One writer’s perspective
Let’s face it, rejection isn’t fun. It especially isn’t fun when it’s tied to your hopes and dreams. I’ve suffered my share of knocks over the years, and I’ve observed a few things along the way. These are in no particular order. Take them as you will.
• Rejection is better than hearing nothing at all. At least it is a sense of closure from which one can move on. Endless waiting is much, much worse.
• If you aren’t being rejected, you aren’t trying hard enough. We’ve all heard stories about the writer who received a long-lost rejection after selling her manuscript for a huge advance elsewhere. (And doesn’t that just sound like fun?) Getting rejected means you’re putting yourself out there. Putting yourself out there is the only way you will ever succeed. Unless you’re receiving rejection from someone--your online workshops, critique partners, teachers, contest judges, reviewers, readers, agents or editors--you aren’t putting yourself out there enough.
• Rejection sometimes means nothing more than ‘no, thanks’. It doesn’t necessarily mean every word you spew is garbage, you made an unforgivable typo, addressed someone too formally or informally, bugged them with one too many status emails, inadvertently wrote something unflattering about them on a blog or writers forum, put your work out there too soon or too late, missed an apostrophe, sounded too desperate, too creative, used the wrong verb or one too many adverbs, forgot to mention that fabulous detail that would unequivocally seal the deal, had the wrong word-count, are secretly blacklisted throughout the publishing community, or that you’re plain not liked.
It could just mean, “No, thanks. This work isn’t right for me.” Sure, you could be rejected for any one of these reasons, but then again, maybe not. Writers are stellar at reading between the lines. Sometimes, there is nothing there but white space.
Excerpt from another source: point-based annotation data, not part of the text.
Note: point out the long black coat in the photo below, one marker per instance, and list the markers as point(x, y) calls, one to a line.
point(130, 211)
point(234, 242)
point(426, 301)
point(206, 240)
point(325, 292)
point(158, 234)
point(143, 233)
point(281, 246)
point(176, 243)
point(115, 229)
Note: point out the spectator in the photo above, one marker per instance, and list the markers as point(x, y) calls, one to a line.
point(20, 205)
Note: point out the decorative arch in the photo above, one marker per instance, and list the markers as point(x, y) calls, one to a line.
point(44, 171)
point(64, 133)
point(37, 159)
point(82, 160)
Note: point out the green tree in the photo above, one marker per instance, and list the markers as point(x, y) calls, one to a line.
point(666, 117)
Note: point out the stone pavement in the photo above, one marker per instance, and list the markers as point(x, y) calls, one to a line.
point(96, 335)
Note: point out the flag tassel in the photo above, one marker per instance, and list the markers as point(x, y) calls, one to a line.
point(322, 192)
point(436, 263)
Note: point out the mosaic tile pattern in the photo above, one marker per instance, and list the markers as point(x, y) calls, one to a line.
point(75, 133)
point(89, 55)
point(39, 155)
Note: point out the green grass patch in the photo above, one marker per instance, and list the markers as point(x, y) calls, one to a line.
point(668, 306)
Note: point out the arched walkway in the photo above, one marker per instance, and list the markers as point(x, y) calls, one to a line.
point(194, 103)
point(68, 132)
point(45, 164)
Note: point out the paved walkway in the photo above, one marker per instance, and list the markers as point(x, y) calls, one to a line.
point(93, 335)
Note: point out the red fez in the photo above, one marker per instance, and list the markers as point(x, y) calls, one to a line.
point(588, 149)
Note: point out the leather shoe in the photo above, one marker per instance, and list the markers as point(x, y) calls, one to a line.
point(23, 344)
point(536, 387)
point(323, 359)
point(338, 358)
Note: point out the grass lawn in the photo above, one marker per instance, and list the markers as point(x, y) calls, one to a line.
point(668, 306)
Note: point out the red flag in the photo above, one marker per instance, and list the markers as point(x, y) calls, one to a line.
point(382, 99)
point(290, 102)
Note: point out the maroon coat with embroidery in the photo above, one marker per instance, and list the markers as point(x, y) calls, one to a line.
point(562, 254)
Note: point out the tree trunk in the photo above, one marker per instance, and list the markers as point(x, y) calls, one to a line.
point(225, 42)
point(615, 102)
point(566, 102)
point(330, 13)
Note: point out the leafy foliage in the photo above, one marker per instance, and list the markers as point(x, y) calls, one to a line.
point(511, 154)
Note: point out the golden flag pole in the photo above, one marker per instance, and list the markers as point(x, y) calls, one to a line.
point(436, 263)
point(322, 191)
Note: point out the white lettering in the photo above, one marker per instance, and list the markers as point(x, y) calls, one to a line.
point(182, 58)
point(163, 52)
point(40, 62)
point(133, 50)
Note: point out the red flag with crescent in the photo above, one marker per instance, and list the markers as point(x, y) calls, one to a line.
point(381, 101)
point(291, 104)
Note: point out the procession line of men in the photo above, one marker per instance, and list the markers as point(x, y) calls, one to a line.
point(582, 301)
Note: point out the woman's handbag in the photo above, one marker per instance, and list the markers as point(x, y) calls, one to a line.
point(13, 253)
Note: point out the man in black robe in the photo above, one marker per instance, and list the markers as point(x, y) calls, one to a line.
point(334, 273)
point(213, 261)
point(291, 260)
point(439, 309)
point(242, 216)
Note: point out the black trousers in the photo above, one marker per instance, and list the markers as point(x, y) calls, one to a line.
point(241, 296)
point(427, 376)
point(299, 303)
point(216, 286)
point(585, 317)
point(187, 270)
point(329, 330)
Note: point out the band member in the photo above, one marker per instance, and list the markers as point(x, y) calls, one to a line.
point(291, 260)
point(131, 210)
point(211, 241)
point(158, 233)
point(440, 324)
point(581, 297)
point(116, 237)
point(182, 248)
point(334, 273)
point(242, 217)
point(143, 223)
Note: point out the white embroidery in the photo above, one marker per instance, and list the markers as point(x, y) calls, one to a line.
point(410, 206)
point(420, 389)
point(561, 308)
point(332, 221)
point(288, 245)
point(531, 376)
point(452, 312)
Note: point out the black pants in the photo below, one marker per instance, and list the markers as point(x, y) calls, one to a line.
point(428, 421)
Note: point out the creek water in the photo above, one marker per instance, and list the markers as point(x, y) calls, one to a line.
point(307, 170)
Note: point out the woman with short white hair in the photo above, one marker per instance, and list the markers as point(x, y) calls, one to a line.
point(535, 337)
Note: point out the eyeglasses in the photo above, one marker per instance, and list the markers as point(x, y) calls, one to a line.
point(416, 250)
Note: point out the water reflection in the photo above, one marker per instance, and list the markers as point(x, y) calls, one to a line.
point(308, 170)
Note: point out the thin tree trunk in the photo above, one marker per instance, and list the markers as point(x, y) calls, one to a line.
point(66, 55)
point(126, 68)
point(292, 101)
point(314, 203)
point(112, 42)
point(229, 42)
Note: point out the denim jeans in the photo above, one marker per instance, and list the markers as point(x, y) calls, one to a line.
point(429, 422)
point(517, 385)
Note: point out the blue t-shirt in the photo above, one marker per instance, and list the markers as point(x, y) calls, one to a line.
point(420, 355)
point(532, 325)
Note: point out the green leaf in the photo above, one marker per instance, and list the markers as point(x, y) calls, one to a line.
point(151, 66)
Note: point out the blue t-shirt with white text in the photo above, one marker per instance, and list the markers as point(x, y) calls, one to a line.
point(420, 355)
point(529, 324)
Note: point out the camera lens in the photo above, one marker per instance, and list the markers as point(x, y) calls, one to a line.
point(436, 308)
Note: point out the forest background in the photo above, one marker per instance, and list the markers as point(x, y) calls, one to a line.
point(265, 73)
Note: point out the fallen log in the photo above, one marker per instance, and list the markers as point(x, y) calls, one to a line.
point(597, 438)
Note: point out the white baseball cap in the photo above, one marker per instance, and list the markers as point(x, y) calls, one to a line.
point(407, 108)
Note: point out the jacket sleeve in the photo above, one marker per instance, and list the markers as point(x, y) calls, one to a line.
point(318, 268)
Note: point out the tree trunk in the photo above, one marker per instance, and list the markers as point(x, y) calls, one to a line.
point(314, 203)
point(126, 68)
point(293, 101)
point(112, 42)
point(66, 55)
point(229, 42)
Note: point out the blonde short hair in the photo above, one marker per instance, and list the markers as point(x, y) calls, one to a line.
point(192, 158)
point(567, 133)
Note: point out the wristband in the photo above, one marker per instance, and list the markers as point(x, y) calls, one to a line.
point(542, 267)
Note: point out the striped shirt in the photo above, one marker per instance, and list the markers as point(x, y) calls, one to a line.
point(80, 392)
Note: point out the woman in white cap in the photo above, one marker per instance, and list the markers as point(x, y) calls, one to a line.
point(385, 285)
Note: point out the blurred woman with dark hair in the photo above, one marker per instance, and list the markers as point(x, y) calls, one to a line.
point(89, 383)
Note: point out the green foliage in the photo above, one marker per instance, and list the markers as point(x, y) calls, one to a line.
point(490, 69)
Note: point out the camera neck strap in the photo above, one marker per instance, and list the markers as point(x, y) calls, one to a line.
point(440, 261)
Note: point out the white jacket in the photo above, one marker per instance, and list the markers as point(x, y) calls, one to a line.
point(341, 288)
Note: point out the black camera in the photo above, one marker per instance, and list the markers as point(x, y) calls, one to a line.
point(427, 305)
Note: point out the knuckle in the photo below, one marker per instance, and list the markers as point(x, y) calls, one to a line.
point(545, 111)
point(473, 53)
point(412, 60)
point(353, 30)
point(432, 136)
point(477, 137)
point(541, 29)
• Doing the same thing over and over again while expecting different results really is one definition of insanity. While courage is required to put yourself out there, blindly forging ahead without stepping back once in a while to assess where you’re going isn’t a good idea. If tweaks and shoves here and there aren’t selling your manuscript, maybe it’s time to take a harder look. Manuscripts do get rejected for big problems which require hefty solutions. I’m not talking bon-fire big, rather, think-about-it-long-and-hard big. Structure problems, pacing problems, issues with voice, character, language or plot all require thoughtful, practiced rework. And rework. And rework. And that rework may get rejected. Fun, isn’t it?
• Rejection hurts, even when you’re used to it. True, skin may get thicker, but there is sting to rejection no matter how jaded the writer. Think of that small pain as a reminder you care. Doing something you care about, even if you are rejected should at least make you feel good for trying. So, take rejection with a spoonful of sugar, or a fistful of peanut butter M&Ms - whatever works for you - and keep that chin up.
• They can block your email address as spam, but only you can quit trying. Rejection really does put you one step closer to achieving your dreams...if you never give up. One of my favorite quotes is from Harriet Beecher Stow:
Never give up, for that is just the place and time that the tide willThat thought has kept me going on many a weary day. Wouldn’t you hate to find if you’d held on just a teensy bit longer, you’d have gotten that book deal/great review/contest win/literary representation/whatever? Of course, you'd never know that, would you? Can you stand not knowing? There's only one way to find out - and that makes this my favorite lesson learned. Rejection is a reminder to never, ever give up.